Carbon materials with excellent light-harvesting capacity are promising light absorbers for solar-thermal conversion. However, developing advanced carbon materials with tailored morphology and properties that are suitable for solar steam generation remains challenging. Herein, we have successfully synthesized oxygen-enriched tubular carbon with uniform hollow architecture and some defective structure by pyrolysis of a coordination complex (PEG-CaCl2 precursor). Briefly, PEG molecules can promote the anisotropic growth of CaCl2 nanorods during pyrolysis through coordination interaction (Ca–O), and simultaneously serve as the carbon and oxygen sources for in-situ growth of self-doped tubular carbon using the as-formed nanorods as ideal templates. The resulting tubular carbon with one-dimensional hollow structure, possesses a large specific surface area (613 m2 g−1) for light absorption, low thermal conductivity (0.0474 W m−1 K−1) for heat localization, and abundant hydrophilic oxygen-containing groups (8.62 at.% oxygen) for efficient water delivery.
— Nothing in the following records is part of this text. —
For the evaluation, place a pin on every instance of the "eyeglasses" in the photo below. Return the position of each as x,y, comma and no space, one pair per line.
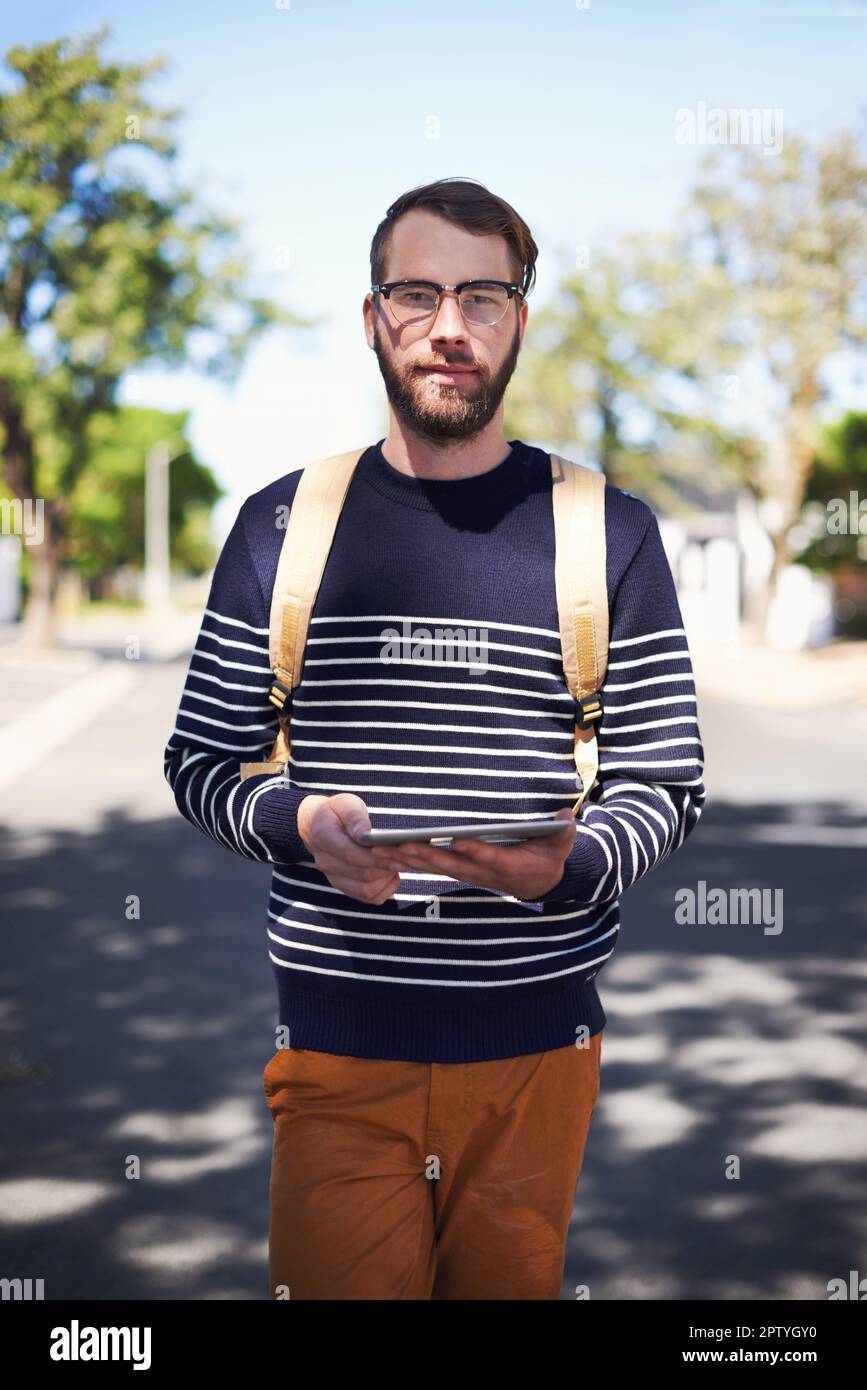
481,300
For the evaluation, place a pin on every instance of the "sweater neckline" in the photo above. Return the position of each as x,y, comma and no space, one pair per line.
427,494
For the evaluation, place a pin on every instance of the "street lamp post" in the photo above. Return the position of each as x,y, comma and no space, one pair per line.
157,574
Thus, the self-floating photothermal membrane based on the tubular carbon, fabricated by the addition of agar binder, exhibits broadband light absorption (96%) and achieves a high evaporation efficiency of 91.3% under one sun illumination. This work provides a new insight to design and synthesize functionalized carbon with controlled morphology and the desired structure for potential application in solar steam generation.